Sundays have become a cook-for-the-week-and-the-freezer day, and today was no exception. I used the pickling cucumbers to make a quart of refrigerator bread-and-butter pickles, using kind of a hybrid of several recipes. I'll write about them in a couple of weeks, after the first tasting. With the eggplants, plum tomatoes, zucchini, and previously-purchased purple bell pepper and Vidalia onion, I made Cooking Light's Gardener's Ratatouille. I've been making this every summer since the recipe was first published in 2002. The unconventional colors of some of the vegetables (purple pepper, white eggplant) made it even more colorful than usual. Delicious, too!
I was going to link to the recipe, but it's no longer available on the Cooking Light web site, so ... here it is. (Note: It's also in the Cooking Light 2002 Annual recipe book.)
Cooking Light, Aug 2002
Robin Taylor Swatt
2 teaspoons olive oil
1 cup chopped onion
3 cups chopped plum tomatoes -- (about 1 pound)
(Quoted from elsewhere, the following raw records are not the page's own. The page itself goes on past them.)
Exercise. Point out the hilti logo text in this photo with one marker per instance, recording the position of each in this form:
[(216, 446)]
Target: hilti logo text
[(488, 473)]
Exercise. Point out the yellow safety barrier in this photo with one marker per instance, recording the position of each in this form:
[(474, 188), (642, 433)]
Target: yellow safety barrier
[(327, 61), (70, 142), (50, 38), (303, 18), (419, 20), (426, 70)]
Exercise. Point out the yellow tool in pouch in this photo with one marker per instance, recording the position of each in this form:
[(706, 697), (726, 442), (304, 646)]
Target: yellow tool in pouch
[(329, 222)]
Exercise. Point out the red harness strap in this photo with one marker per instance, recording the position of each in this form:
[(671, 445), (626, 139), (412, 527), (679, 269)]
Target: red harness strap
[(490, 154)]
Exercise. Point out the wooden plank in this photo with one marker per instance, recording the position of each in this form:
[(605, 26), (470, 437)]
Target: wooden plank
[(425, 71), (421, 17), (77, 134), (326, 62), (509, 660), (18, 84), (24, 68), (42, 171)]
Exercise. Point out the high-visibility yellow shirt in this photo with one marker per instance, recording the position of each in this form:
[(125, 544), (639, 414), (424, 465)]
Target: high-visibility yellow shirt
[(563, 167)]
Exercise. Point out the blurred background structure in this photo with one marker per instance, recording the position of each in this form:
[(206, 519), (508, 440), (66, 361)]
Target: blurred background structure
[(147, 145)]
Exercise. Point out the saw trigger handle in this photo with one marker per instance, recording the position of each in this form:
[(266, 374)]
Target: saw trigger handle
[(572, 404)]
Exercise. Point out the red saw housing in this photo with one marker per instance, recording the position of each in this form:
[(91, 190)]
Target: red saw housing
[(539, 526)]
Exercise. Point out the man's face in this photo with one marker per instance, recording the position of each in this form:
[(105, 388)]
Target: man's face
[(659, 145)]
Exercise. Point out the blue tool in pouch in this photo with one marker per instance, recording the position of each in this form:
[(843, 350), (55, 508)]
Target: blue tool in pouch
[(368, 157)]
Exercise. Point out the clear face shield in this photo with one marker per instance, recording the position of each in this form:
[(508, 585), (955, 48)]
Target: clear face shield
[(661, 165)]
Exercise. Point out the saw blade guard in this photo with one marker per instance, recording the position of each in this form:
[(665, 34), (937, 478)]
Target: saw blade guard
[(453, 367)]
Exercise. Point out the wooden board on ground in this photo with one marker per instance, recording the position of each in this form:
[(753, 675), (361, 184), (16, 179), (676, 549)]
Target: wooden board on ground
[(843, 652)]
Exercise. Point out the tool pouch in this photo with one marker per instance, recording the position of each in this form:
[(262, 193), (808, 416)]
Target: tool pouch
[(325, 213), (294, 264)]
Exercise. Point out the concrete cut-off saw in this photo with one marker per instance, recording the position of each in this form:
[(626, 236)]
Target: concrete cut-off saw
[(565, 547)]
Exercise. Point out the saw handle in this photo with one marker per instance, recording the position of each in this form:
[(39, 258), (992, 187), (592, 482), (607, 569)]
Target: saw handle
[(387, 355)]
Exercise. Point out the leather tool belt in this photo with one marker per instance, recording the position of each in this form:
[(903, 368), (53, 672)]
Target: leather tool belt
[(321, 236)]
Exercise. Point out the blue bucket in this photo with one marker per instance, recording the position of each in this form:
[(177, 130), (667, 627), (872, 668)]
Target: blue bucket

2 cups chopped eggplant -- peeled (TL note: I've never peeled them)
1 1/2 cups chopped zucchini
1 cup chopped green bell pepper
1 clove garlic -- minced
1 tablespoon chopped fresh oregano
1 tablespoon chopped fresh basil
1 tablespoon chopped fresh parsley
1/2 teaspoon salt
1/4 teaspoon black pepper
Heat the oil in a large skillet over medium-high heat. Add onion; sauté 3 minutes or until tender, stirring frequently. Add tomato, eggplant, zucchini, bell pepper, and garlic. Cover, reduce heat, and simmer 30 minutes, stirring occasionally.
Stir in oregano, and remaining ingredients; cook, uncovered, 5 minutes or until most of the liquid evaporates. Yield: 4 servings (serving size: approx 3/4 cup).